Difficile fare un resoconto di quello che è stato l'anno scorso, un anno difficile, di transazione, chiusa in casa, a capire che strada nuovamente imboccare e, sopratutto, come.
Sono severa con me stessa più che con chiunque altro, e i traguardi che mi sono messa davanti sono ancora molto lontani:essere chiara e semplice, non promettersi sempre le stesse cose, sapendo bene di non riuscire a farle, non dire sempre di si a tutto, tralasciando le cose importanti, imparare a confrontarmi con gli altri, senza aver bisogno di impormi e affermarmi.
Poche cose, importanti.Invece che tante tutte insieme.
Era il presupposto e il nome di questo blog, ma è evidente che mi sono allontanata dall'obbiettivo....
Due spettacoli in preparazione (uno davvero impegnativo dal punto di vista di ricerca di materiale e l'altro con una prima alle porte), il mio corso di teatro che entra in una fase delicatissima da gennaio in poi, il mio asilo (in tutt* i sensi) e le relazioni che si porta dietro, le idee di viaggi e progetti, un cane giallo da accudire, conti e contabilità, un'associazione culturale, una stanza nera vuota, la Zecca...
poco vuoto e rientra la confusione, le cose fatte male, dette male, velocizzate e studiate poco. Come si dice dalle mi' parti, un po' tutto arraffazzonato.
Secondo me l'anno si divide così: a settembre fai i fioretti (imparo l'iglese, a usare il computer ecce cc), a dicembre prima verifica (di solito fallimentare) a gennaio ci riprovi, a giugno ti rendi conto che non è andata, ma ormai è estate e quindi che devi fa, e a settembre riparti..
Fioretto per gennaio: "non sottovalutare le conseguenze dei troppi impegni"

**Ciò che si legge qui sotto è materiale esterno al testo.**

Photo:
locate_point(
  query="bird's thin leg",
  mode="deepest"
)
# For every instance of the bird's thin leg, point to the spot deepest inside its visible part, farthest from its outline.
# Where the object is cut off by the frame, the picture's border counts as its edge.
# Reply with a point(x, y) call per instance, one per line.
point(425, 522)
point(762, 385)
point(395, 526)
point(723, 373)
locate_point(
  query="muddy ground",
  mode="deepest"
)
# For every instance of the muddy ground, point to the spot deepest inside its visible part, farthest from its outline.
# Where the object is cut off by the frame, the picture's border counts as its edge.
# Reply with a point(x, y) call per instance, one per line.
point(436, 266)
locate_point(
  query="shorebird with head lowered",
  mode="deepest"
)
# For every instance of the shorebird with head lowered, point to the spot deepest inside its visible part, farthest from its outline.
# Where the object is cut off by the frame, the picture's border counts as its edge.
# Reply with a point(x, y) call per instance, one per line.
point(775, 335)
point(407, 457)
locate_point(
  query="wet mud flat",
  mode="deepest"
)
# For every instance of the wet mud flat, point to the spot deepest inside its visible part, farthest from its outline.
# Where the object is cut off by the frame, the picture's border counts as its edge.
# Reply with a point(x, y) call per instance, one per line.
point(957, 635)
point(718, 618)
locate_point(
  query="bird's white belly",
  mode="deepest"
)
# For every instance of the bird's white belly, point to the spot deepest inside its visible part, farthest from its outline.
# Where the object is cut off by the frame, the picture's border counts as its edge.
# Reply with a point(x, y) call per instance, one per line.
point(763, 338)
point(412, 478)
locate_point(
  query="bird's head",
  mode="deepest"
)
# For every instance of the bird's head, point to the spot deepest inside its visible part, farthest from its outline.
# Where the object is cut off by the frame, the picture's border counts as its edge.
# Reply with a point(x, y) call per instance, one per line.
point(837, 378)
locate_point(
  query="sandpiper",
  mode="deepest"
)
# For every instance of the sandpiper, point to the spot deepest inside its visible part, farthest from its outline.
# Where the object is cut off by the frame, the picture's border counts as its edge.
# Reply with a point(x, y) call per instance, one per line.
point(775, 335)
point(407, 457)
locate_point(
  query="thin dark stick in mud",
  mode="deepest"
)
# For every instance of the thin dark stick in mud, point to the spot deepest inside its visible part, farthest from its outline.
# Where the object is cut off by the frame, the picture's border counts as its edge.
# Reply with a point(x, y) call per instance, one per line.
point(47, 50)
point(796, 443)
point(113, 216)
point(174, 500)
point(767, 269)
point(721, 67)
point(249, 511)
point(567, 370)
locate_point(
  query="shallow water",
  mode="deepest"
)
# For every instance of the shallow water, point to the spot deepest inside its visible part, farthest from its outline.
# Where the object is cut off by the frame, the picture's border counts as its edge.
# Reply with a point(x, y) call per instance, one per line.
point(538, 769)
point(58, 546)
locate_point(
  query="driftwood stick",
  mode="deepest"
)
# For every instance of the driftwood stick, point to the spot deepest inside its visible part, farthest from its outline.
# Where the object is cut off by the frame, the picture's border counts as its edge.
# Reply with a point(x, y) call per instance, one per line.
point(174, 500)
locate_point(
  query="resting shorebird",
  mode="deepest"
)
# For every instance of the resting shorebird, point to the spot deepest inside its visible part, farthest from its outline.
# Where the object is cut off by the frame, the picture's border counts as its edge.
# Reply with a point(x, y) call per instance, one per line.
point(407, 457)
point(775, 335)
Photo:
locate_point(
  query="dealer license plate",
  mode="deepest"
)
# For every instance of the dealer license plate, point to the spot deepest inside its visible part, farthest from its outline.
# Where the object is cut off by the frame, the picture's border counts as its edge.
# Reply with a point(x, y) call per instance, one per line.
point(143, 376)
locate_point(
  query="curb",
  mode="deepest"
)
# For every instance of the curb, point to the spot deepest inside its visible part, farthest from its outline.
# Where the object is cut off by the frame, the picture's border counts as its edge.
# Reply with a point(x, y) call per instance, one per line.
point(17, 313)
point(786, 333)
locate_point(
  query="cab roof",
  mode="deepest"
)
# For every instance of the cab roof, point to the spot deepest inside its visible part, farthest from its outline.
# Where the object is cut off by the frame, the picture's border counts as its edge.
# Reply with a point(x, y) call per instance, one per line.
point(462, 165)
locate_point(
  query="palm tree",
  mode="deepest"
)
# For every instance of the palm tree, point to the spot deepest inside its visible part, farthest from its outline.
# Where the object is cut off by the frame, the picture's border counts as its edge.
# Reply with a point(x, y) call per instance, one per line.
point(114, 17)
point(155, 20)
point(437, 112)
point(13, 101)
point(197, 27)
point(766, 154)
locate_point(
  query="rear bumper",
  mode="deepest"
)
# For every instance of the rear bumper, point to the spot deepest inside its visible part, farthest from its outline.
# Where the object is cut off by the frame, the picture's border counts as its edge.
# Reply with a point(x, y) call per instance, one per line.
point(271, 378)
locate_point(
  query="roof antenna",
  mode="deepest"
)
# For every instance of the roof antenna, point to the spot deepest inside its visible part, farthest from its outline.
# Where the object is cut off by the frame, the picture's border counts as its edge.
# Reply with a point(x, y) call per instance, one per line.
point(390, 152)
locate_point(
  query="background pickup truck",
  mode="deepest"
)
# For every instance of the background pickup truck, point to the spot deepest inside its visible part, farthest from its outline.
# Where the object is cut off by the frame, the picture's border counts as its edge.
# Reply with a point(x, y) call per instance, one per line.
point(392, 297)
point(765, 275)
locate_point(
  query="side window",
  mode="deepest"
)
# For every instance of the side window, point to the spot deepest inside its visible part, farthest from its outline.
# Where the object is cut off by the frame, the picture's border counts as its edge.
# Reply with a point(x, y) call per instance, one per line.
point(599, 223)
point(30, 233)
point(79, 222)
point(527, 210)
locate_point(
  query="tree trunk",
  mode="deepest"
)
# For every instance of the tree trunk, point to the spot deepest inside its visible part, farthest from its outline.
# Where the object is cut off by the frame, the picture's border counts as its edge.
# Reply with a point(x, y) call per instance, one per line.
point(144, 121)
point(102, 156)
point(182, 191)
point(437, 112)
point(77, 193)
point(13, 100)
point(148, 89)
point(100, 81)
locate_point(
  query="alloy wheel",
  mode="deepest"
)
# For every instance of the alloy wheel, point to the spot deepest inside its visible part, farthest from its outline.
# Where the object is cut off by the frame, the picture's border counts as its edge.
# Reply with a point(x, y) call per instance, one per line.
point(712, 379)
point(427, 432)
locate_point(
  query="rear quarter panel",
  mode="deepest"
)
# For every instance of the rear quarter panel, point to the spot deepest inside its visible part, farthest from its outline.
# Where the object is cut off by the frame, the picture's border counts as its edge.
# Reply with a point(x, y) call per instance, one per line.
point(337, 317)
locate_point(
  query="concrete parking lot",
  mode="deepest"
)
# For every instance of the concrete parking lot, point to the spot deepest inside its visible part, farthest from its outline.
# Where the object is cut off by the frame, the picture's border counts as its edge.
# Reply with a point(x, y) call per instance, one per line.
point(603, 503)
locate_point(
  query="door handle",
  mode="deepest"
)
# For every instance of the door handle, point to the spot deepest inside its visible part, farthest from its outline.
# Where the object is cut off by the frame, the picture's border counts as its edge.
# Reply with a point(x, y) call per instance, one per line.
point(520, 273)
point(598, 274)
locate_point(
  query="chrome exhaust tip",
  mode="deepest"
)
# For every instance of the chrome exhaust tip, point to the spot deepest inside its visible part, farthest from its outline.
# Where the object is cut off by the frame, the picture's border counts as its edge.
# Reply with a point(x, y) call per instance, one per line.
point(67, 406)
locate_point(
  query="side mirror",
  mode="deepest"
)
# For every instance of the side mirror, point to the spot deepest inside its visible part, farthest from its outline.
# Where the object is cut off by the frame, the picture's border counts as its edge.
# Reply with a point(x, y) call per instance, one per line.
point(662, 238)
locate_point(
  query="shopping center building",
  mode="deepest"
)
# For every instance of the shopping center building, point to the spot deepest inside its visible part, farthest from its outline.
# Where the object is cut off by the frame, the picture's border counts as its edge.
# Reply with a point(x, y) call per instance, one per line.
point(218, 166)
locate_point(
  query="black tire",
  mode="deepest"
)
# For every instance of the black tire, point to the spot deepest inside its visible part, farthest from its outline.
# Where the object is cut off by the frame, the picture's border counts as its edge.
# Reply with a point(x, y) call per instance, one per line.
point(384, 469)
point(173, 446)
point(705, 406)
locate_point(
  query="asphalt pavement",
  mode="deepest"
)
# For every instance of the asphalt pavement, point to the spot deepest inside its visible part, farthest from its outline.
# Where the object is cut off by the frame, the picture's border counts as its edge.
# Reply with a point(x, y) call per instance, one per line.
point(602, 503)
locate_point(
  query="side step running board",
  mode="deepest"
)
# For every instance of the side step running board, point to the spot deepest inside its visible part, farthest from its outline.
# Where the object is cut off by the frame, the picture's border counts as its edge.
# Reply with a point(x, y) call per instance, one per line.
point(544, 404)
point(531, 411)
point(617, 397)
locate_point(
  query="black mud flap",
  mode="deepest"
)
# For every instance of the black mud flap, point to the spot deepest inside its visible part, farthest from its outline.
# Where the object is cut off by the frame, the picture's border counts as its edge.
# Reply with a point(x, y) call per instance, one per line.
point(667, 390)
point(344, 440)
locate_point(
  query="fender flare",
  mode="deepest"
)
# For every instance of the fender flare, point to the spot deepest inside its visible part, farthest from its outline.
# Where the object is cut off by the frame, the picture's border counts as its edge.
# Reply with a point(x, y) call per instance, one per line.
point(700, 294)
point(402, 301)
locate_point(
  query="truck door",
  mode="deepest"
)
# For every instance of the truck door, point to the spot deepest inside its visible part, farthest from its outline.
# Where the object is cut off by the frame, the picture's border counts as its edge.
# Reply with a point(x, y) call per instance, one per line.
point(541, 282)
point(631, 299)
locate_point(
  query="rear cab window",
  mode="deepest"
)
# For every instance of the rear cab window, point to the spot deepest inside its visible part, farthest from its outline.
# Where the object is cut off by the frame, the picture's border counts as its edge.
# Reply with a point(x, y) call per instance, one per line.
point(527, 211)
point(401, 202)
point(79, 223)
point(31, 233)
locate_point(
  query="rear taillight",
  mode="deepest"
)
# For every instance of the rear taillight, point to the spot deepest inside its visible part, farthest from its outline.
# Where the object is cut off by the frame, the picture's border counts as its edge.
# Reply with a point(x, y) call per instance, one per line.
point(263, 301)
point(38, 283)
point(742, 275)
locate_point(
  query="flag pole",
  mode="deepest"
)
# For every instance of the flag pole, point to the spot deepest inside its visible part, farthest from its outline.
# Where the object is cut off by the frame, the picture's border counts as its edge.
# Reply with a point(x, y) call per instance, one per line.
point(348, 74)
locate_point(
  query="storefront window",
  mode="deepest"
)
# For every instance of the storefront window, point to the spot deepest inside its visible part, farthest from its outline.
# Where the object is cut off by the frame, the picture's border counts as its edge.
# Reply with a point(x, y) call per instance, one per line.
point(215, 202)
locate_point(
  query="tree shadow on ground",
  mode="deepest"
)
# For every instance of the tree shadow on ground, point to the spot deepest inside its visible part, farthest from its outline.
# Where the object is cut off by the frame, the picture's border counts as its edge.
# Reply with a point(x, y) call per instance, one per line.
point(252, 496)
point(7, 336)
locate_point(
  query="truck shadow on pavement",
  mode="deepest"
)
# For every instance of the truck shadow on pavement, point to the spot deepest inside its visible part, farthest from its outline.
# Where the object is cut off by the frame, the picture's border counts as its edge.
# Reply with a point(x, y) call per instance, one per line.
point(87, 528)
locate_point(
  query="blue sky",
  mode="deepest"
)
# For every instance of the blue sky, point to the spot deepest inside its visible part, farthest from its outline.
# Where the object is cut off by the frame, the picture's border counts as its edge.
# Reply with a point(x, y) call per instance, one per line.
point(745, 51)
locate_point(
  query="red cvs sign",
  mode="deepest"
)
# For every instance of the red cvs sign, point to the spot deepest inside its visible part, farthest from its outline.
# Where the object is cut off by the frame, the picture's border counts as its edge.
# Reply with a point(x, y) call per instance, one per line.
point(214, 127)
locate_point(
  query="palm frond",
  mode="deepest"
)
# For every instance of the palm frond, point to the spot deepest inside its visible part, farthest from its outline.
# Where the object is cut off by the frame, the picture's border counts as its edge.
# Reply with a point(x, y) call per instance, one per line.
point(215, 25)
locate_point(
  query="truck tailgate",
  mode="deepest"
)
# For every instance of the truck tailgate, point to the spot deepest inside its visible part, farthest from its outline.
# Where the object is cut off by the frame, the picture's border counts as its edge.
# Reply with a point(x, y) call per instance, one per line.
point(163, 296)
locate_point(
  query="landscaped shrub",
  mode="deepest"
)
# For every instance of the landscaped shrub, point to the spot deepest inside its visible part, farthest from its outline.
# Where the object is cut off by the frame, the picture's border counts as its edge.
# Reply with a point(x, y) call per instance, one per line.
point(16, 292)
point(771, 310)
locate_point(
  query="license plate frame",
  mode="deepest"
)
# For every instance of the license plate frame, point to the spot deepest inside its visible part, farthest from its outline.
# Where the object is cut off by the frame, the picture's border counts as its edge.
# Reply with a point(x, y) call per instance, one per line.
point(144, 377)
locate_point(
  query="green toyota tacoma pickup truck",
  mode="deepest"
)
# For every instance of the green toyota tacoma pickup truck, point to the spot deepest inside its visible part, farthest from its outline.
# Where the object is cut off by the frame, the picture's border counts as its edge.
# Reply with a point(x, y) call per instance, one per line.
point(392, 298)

Ironia a parte è che mi sono venute le mestruazioni stanotte, dolorossissime, cosa che non mi capita mai,il che mi ha fatto pensare che non sono proprio in forma. Scesa l'adrenalina delle novità e dell'entusiasmo, restano gli impegni. Ed è lì che si vede la differenza.
Ma tutto questo non c'entra niente con il 27 dicembre, giorno in cui sono diventata più grande, e che devo dire quest'anno è stato davvero molto bello. Pranzo all'asilo per cui avevo cucinato un ottimo ragù, la visione in maxi schermo di "Sin City", cena in uno dei miei ristoranti preferiti, e amaro con chiacchiere finali all'immancabile casa del popolo.
Intorno a me le persone che hanno signaficato/significano di più, pochi esclusi. Un mix di tempo, di passati e presenti che s'incontrano, mix anche piuttosto riusciti, devo dire.
Passi gli anni, ti mischi in comunità diverse, ma ci sono persone che non puoi fare a meno di portarti dietro. Rapporti singoli, atemporali che s'interrompono nel momento in cui ti saluti e riprendono con la stessa intensità appena ti rivedi.
Ho avuto poche delusioni, quasi nessuna da questo punto di vista.
Beh niente da fare, oggi sono proprio grigia romantica e anche un po' decadente.
Comunque è normale, fuori piove e Firenze grigia è una cosa incredibilmente melanconica.